Aún recuerdo como dos días antes de aquel terremoto nos hizo retirar todos los objetos que pudieran caer al suelo. Cómo encerró el ganado en la cuadra, mientras usted rezaba, rosario en mano, por su alma de pagano. También la visión de Paula, la hija de Fernanda, tres días después de su desaparición. La vio frente a él mientras el ganado pastaba en la ladera del monte. Vestía como un muchacho, con aquellos pantalones bermudas, los zapatos de cordones y el pelo desgreñado. La muchacha, sin mediar palabra, le condujo hasta el pozo donde se encontraba su cuerpo despeñado. Usted nunca creyó que padre había visto el fantasma de la joven, siempre mantuvo que él había encontrado el cuerpo por casualidad. Padre ni tan siquiera se molestó en rebatir su opinión, su postura, sencillamente, calló, como siempre, como solía hacer.
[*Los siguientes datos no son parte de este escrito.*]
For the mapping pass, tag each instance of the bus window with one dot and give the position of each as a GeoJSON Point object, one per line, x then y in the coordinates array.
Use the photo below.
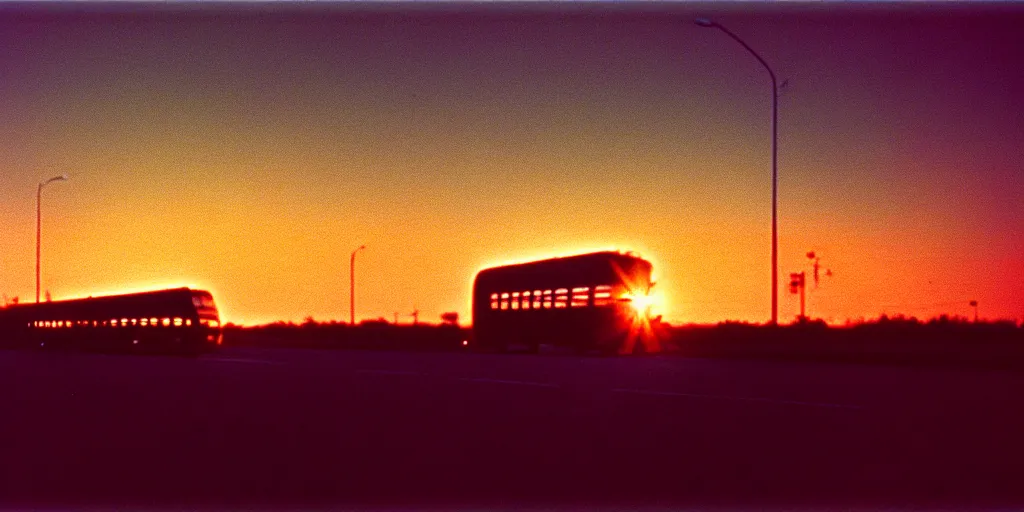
{"type": "Point", "coordinates": [581, 297]}
{"type": "Point", "coordinates": [561, 297]}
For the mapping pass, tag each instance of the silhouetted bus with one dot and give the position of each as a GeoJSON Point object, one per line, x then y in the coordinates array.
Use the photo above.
{"type": "Point", "coordinates": [590, 301]}
{"type": "Point", "coordinates": [181, 321]}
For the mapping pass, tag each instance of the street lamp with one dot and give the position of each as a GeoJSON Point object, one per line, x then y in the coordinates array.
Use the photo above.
{"type": "Point", "coordinates": [39, 222]}
{"type": "Point", "coordinates": [351, 287]}
{"type": "Point", "coordinates": [700, 22]}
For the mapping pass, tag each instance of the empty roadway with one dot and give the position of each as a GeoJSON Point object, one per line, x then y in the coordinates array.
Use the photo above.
{"type": "Point", "coordinates": [313, 428]}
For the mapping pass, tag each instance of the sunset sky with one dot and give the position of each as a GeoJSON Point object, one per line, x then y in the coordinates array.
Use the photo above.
{"type": "Point", "coordinates": [249, 148]}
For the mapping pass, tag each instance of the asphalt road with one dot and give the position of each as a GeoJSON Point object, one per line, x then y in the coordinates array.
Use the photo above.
{"type": "Point", "coordinates": [310, 428]}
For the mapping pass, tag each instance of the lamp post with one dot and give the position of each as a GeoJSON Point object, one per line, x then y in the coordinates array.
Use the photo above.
{"type": "Point", "coordinates": [774, 168]}
{"type": "Point", "coordinates": [351, 287]}
{"type": "Point", "coordinates": [39, 223]}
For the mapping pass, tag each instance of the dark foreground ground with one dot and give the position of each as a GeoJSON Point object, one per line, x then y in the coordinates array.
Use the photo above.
{"type": "Point", "coordinates": [346, 428]}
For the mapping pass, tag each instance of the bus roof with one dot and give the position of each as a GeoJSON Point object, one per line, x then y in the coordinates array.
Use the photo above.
{"type": "Point", "coordinates": [581, 269]}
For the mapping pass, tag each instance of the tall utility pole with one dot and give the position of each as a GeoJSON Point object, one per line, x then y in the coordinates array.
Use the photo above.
{"type": "Point", "coordinates": [774, 164]}
{"type": "Point", "coordinates": [39, 224]}
{"type": "Point", "coordinates": [351, 287]}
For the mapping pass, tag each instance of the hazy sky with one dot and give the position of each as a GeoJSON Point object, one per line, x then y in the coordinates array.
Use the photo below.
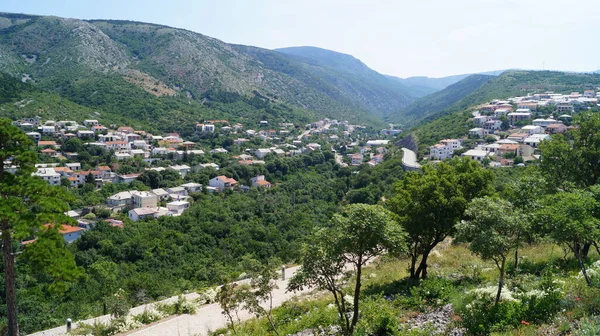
{"type": "Point", "coordinates": [402, 37]}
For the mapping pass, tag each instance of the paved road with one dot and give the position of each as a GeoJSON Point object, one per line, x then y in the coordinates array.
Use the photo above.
{"type": "Point", "coordinates": [303, 134]}
{"type": "Point", "coordinates": [340, 160]}
{"type": "Point", "coordinates": [207, 318]}
{"type": "Point", "coordinates": [409, 160]}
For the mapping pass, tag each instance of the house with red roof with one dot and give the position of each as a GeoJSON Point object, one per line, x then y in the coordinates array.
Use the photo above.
{"type": "Point", "coordinates": [69, 233]}
{"type": "Point", "coordinates": [222, 182]}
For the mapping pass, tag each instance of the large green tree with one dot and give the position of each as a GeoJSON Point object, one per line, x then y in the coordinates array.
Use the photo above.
{"type": "Point", "coordinates": [572, 160]}
{"type": "Point", "coordinates": [570, 221]}
{"type": "Point", "coordinates": [26, 202]}
{"type": "Point", "coordinates": [359, 233]}
{"type": "Point", "coordinates": [493, 228]}
{"type": "Point", "coordinates": [429, 204]}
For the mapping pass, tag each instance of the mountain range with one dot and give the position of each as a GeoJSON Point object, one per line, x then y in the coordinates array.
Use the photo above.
{"type": "Point", "coordinates": [95, 63]}
{"type": "Point", "coordinates": [168, 78]}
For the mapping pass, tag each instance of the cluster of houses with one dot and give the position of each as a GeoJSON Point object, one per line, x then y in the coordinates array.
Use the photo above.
{"type": "Point", "coordinates": [521, 141]}
{"type": "Point", "coordinates": [176, 200]}
{"type": "Point", "coordinates": [127, 143]}
{"type": "Point", "coordinates": [373, 153]}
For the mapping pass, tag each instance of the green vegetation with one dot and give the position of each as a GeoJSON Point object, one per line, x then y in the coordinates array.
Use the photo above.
{"type": "Point", "coordinates": [27, 203]}
{"type": "Point", "coordinates": [428, 108]}
{"type": "Point", "coordinates": [452, 121]}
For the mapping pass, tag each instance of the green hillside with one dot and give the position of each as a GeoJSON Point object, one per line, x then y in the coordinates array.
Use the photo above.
{"type": "Point", "coordinates": [452, 121]}
{"type": "Point", "coordinates": [101, 64]}
{"type": "Point", "coordinates": [135, 107]}
{"type": "Point", "coordinates": [351, 80]}
{"type": "Point", "coordinates": [430, 105]}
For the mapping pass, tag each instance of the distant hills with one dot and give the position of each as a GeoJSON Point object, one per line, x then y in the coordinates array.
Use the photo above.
{"type": "Point", "coordinates": [452, 121]}
{"type": "Point", "coordinates": [430, 105]}
{"type": "Point", "coordinates": [100, 63]}
{"type": "Point", "coordinates": [168, 78]}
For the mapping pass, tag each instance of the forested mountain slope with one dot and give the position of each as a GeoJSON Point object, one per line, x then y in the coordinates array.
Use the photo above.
{"type": "Point", "coordinates": [430, 105]}
{"type": "Point", "coordinates": [97, 63]}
Aquel año, cuando decidí matricularme en la facultad, volví a verle. Fue después de dos semanas afrontando la peor de mis crisis conyugales. Era una mañana de sábado cualquiera, serían las siete y yo, como de costumbre, deambulaba por la casa con cara de insomne. Carlos dormía, dormía y roncaba plácidamente en el dormitorio. En el salón los libros se apilaban sin casi espacio. Siempre me ha faltado espacio para colocar todos mis libros, pero en aquella ocasión el desastre era manifiesto y, en cierto modo, premeditado. Durante varios días había ido dejando los ejemplares que leía o consultaba en cualquier sitio, por lo que el suelo, la mesa y el sofá, estaban prácticamente copados por la literatura. Lo mismo sucedía con el resto de los habitáculos, el desorden reinaba en cada uno de ellos. Lo hacía sin que me perturbase lo más mínimo el que no hubiese ropa limpia, comida en la nevera o en la despensa, o que la capa de polvo tuviese un grosor digno de pasar a los libros de historia. Despeinada, con el único atuendo de las braguitas y una camisola, iba de un lugar a otro, abstraída en mis cavilaciones que giraban en torno a una única pregunta, una pregunta cuya respuesta no me atrevía a articular: «¿Qué hago aquí?». Me puse un café caliente en el único vaso limpio que quedaba y me dirigí a la estantería del salón. Quería volver a leer Cien años de soledad. Necesitaba reencontrarme con el gitano Melquíades y plantearme, una vez más, por qué sus predicciones eran invariables, por qué el destino no podía cambiarse. Sentí aquella necesidad después de ver cómo mi casa iba degradándose, como herida de muerte por mi angustia y mi dejadez, perdía cualquier señal de estar habitada. La desidia que invadía mi hogar se asemejaba en parte a la obra de Márquez. En ella, la vivienda familiar refleja los estados de ánimo de sus habitantes. Cuando los personajes son atrapados por sus propias ideas, cuando se cierran al mundo exterior, la casa se muestra descompuesta. Por el contrario, cuando se abren la casa está cuidada y rebosa armonía. Miré a mi alrededor con la novela entre mis manos. Pensé en mi pasado y mi futuro. Entonces cuestioné la decisión del gitano, de Melquíades. ¿Fue justo no dando a conocer el futuro? Si lo hubiese hecho, el destino de los personajes habría cambiado, igual que lo habría hecho el mío de haber sabido lo que me esperaba. Aunque, pensé, tal vez, si hubiese sido así, también estaría previsto y todo habría sido igual: invariable.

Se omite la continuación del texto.